In one of Black's pieces entitled "Made to Wait" (2009), a cellophane sheet is seen floating as an invisible screen with a band of paint and other cosmetic products smeared over it, covering its lower half. According to the Guggenheim, this piece is "elusive and stable" while "the work is grounded in its materiality as a physical experience and resists any metaphorical or symbolic meaning."

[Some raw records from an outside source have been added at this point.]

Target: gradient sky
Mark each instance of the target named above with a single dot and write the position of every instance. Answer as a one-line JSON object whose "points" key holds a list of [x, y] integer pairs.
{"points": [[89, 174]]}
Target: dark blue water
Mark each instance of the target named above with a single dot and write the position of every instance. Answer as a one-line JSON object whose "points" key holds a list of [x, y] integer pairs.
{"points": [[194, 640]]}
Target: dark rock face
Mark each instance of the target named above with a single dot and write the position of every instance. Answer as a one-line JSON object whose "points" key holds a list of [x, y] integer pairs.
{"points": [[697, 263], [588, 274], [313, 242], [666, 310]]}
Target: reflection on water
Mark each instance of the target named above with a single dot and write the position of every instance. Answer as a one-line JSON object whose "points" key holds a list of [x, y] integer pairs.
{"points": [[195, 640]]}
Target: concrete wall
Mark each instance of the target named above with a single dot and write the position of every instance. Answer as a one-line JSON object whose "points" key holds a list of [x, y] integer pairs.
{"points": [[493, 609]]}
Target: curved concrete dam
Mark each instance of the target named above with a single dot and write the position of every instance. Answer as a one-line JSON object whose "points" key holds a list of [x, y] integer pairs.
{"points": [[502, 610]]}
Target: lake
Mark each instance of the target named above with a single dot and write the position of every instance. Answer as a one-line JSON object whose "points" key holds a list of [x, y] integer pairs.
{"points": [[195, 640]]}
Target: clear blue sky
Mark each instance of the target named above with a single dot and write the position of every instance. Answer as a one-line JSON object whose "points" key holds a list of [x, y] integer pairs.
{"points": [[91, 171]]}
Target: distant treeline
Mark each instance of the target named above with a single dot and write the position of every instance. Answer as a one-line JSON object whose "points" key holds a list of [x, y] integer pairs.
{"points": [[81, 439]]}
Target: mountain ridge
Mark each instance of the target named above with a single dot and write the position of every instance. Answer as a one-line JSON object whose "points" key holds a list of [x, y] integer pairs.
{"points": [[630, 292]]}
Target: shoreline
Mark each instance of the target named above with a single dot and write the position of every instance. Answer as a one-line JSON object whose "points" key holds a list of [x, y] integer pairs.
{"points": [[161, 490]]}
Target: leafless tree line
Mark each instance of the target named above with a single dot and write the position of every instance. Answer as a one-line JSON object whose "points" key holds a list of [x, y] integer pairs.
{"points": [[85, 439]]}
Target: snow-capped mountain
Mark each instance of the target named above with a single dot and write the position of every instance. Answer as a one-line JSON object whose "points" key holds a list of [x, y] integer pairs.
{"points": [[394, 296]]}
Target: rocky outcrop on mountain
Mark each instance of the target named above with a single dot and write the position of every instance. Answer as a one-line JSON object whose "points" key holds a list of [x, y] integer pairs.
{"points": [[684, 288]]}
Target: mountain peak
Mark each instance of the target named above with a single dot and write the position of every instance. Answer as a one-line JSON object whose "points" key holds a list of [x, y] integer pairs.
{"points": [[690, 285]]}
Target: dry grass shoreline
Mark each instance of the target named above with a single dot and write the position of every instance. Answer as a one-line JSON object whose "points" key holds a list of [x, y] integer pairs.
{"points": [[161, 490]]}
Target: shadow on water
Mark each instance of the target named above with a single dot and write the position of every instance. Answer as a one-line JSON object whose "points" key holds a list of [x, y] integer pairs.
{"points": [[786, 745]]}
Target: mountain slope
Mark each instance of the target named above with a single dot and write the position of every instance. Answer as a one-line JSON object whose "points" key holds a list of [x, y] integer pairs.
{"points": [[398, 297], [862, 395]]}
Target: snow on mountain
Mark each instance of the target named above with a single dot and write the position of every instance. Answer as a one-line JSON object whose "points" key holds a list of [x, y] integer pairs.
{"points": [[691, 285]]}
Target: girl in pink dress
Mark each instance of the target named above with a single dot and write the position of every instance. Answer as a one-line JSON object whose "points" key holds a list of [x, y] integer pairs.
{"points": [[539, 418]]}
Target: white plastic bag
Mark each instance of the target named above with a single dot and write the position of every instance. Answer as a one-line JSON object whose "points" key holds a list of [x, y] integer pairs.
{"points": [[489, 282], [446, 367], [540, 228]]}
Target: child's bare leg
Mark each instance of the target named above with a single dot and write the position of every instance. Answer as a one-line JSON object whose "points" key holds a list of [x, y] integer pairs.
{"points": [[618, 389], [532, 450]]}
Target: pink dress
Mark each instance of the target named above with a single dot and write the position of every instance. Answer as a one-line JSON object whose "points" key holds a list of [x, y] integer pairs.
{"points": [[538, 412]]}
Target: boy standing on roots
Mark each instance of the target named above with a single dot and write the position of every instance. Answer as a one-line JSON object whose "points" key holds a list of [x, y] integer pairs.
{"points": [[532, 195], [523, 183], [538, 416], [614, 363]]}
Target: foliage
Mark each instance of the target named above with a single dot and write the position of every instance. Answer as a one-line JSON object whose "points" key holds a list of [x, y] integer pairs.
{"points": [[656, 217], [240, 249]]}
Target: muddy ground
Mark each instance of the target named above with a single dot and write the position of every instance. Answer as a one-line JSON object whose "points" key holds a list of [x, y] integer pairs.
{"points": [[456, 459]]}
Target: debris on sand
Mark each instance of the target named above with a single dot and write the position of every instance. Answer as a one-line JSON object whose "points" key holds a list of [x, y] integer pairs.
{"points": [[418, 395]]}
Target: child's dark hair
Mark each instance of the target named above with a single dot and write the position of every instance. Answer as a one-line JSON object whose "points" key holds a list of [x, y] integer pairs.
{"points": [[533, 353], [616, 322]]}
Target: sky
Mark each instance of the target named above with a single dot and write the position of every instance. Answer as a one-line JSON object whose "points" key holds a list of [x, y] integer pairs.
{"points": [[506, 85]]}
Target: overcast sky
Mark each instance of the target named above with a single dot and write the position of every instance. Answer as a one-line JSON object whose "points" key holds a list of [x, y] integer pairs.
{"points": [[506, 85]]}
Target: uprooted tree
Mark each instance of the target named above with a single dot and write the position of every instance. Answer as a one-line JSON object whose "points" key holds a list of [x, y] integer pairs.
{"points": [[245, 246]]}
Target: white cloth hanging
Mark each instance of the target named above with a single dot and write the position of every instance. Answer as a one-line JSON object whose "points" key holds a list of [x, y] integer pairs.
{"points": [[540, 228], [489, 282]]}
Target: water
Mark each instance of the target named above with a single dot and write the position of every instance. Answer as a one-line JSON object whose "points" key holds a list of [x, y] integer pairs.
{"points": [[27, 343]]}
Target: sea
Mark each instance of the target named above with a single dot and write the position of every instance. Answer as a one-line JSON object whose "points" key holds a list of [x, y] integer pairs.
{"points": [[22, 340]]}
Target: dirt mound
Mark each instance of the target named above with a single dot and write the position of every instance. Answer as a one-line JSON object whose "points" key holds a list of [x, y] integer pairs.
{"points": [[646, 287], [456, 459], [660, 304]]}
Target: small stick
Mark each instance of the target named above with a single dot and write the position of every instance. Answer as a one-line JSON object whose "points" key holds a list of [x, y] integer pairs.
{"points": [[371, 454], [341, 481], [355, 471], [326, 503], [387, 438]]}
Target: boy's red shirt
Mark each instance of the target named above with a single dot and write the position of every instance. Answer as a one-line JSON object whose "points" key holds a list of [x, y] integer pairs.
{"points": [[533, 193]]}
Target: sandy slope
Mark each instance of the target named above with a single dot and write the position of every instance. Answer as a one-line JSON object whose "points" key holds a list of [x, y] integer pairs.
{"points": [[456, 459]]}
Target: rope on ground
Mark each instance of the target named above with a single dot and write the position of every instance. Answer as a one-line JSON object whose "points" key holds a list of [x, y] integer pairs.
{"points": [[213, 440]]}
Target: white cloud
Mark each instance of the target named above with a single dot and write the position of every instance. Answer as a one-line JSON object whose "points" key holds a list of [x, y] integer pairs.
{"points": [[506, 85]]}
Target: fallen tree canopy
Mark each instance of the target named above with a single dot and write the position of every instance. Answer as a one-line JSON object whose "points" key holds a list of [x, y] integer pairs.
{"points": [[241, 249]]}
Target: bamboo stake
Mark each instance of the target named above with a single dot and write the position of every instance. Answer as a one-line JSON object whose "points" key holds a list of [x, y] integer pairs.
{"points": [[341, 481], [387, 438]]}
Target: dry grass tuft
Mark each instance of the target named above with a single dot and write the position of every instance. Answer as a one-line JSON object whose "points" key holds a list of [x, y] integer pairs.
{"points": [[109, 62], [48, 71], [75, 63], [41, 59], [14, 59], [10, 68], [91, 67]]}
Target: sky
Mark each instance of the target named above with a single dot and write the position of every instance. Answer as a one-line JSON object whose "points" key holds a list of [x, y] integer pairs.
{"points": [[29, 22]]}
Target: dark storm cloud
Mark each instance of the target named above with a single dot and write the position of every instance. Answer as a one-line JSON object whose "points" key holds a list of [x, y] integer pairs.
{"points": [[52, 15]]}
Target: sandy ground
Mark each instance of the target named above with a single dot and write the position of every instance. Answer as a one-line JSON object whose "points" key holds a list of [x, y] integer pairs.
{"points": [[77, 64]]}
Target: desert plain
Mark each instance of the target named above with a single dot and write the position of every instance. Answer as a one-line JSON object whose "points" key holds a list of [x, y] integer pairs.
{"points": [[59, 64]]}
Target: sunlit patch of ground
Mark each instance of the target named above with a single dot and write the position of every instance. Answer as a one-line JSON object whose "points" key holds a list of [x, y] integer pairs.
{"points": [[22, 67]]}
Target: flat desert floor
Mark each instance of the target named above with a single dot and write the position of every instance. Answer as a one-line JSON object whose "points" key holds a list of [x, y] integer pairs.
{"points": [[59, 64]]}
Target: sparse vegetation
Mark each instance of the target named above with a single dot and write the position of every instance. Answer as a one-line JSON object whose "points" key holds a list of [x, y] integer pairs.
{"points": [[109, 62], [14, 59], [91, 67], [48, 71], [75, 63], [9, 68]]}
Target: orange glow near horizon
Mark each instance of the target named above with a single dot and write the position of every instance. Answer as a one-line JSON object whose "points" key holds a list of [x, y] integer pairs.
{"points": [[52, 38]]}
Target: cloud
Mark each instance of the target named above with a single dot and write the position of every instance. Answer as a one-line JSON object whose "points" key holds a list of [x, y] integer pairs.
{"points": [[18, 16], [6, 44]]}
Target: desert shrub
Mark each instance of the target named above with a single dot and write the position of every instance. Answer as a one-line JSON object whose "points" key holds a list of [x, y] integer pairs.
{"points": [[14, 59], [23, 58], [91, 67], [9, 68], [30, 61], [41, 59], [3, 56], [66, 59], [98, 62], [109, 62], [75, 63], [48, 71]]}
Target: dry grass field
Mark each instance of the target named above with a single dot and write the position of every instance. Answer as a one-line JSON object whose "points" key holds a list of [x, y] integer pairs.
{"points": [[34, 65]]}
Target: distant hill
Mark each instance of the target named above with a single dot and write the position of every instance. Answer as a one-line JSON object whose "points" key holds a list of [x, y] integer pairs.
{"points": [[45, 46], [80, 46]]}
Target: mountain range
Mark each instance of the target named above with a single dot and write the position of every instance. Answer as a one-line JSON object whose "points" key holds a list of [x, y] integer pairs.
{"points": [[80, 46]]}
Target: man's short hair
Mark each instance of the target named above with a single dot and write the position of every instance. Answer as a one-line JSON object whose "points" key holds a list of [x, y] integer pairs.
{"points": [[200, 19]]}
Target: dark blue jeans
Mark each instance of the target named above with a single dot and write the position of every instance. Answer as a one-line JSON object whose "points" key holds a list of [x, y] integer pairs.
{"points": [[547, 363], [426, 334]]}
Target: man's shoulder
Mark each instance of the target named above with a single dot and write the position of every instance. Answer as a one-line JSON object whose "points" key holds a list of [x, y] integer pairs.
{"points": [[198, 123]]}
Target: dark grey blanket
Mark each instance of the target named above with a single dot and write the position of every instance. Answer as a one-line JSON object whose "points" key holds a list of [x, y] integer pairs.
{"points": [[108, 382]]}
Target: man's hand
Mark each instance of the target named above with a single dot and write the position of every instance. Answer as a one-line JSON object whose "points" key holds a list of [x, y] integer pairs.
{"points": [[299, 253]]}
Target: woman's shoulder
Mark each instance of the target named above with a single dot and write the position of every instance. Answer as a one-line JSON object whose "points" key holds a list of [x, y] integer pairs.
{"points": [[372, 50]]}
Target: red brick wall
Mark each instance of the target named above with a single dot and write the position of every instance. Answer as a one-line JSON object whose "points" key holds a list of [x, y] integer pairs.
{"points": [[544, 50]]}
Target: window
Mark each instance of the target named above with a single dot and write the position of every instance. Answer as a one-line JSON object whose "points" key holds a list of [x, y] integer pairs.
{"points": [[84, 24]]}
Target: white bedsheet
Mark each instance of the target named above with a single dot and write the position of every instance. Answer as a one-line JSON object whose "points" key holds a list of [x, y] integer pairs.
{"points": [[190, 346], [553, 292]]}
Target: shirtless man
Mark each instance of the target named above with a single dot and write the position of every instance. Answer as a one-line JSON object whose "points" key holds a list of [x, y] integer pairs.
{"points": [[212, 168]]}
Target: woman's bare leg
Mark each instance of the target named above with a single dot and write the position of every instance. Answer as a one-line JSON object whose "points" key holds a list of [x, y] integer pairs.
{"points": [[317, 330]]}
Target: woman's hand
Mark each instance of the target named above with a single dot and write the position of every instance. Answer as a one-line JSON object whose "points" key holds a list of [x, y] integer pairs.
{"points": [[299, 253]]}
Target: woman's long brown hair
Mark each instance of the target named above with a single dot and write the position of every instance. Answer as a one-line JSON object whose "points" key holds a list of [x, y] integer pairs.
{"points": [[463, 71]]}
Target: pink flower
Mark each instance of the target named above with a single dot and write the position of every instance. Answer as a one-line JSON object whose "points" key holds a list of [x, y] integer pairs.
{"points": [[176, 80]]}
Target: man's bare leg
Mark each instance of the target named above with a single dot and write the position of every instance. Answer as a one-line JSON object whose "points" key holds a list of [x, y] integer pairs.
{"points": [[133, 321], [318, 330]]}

Blacks work is in the collections of the Arts Council Collection London, the Dallas Museum of Art, the David Roberts Art Foundation, the Rhode Island School of Design Museum, the Scottish National Gallery of Modern Art, the Solomon R. Guggenheim Museum, the Southbank Centre, and the Tate.

==Publications==
- Karla Black (2010). "Karla Black: It's Proof That Counts"
- "Karla Black: ten sculptures" (2010).
- Briony Fer, Karla Black – Brains Are Really Everything, Scotland + Venice 2011, 4 June – 27 November 2011, The Fruitmarket Gallery, Edinburgh
- Susanne Figner and Barry Schwabsky, Karla Black, Walther Konig, Koln, 2014.
- Kate Kraczon, Karla Black: Practically in Shadow, Institute of Contemporary Art, University of Pennsylvania, 2015.
- Karla Black & Kishio Suga: A New Order, National Galleries of Scotland, Edinburgh, 2017.